BankenrettungAn die Sparer
13.04.2013 · Es ist möglich und richtig, die Sparer an der Rettung ihrer Bank zu beteiligen. Das sollte Usus werden.
Von LISA NIENHAUS
Wirtschaftswissenschaftler haben einen entscheidenden Nachteil gegenüber Biologen, Medizinern oder Chemikern. Sie haben zwar genauso viele gute Ideen und eine Menge Theorien, aber sie haben kein Labor, um sie in großem Stil zu testen (und gegebenenfalls zu verwerfen). In den wenigen Laboren, die Ökonomen verwenden, kann man nur Kleinstversuche machen, nicht simulieren, was etwa passiert, wenn man eine Bank pleitegehen lässt, und wie und ob man sie am besten rettet. Für die großen Fragen ist die Wirklichkeit das Labor.
Und da ist es ratsam, dass man bei Experimenten mit explosivem Material möglichst ein abgegrenztes Feld auswählt. Gefunden haben die Politiker das dieser Tage in Zypern, einer Insel, schon geographisch klein, auch wirtschaftlich nicht gerade bedeutend und mit Banken in höchster Not. Hier kann man doch mal etwas ausprobieren, ohne dass gleich das Finanzsystem der Welt zusammenbricht. So dachte man wohl und hat bei der Rettung der Banken und der Staatsfinanzen erstmals verwirklicht, was Ökonomen aller Art gerne fordern: Wenn eine Bank in Schieflage gerät, lasst nicht nur den Steuerzahler einspringen. Beteiligt die Gläubiger!
Wer Geld aufs Bankkonto legt, gibt Kredit
In Zypern bedeutet das: Nicht nur der Euro-Rettungsfonds und der Internationale Währungsfonds, also die Steuerzahler, helfen dem Land und seinen Geldhäusern, sondern auch die Gläubiger der wankenden Banken, gezwungenermaßen.

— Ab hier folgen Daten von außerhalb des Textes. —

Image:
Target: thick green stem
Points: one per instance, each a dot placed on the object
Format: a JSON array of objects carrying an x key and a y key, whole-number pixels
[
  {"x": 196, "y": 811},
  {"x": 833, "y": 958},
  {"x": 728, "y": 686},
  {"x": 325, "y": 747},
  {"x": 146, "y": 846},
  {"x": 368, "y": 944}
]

Dazu gehören - und das ist brandneu - auch die Sparer, die dort mehr als 100.000 Euro auf dem Konto haben.
Und weil die Gläubigerbeteiligung im Insel-Labor bislang bestens funktioniert, soll sie nach dem Willen der Europäischen Kommission jetzt sogar für künftige Rettungen Standard werden. Erst sollen Aktionäre und Anleiheinhaber der Banken zur Kasse gebeten werden, dann Sparer - und dann erst der europäische Rettungsfonds.
Das ist logisch und richtig: Wer jemandem Geld leiht, der muss damit rechnen, dass dieses Geld weg ist, wenn der andere pleitegeht. Erst dann lässt er die nötige Vorsicht walten. Das gilt für jeden Kredit. Auch für den, den man seiner Bank gibt. Viele Menschen erkennen erst durch Zypern: Wer sein Geld auf ein Konto bei einer Bank legt, tut nichts anderes, als ihr Kredit zu geben. Er ist Gläubiger und damit ab jetzt potentiell gefährdet, wenn die Hausbank pleitegeht.
In Zypern gab es keinen Massenansturm auf die Banken
Bislang sprachen die Fakten eher dafür, sich keine Gedanken darüber zu machen, bei welcher Bank man sein Konto hat. Politiker wie Angela Merkel oder Peer Steinbrück betonten zwar immer wieder, dass auch Gläubiger haften sollten. Passiert ist aber zuletzt das Gegenteil davon. Vor allem mitten in der Finanzkrise sorgte man sich dermaßen um „Ansteckungseffekte“ und „Bank Runs“, dass die Gläubiger vollkommen unbehelligt blieben, erst recht die Sparer unter ihnen, die schließlich auch Wähler sind. Weder bei der IKB noch bei der Commerzbank mussten sie ran. Zu sehr fürchtete man, eine Finanzpanik wie nach der Lehman-Pleite hervorzurufen. Die gehört nach Meinung vieler Ökonomen in die Kategorie: Experiment gescheitert.
Der Fall Zypern zeigt jetzt deutlich: Es kommt darauf an, wie man es macht, wenn man Gläubiger beteiligt. Bislang gab es in Zypern weder einen Massenansturm auf die Banken, noch sind Anleger verstört aus dem gesamten Euroraum geflohen. Das ist ein Glück, denn nur wer die Gläubiger zur Verantwortung zieht, kann hoffen, dass sie sich beim nächsten Mal genauer überlegen, wem sie ihr Geld geben oder wo sie ihr Konto eröffnen. Jetzt gibt es nur noch eine Frage: Kann das auch in größeren Ländern funktionieren? Hoffen wir, dass uns dieses Experiment erspart bleibt.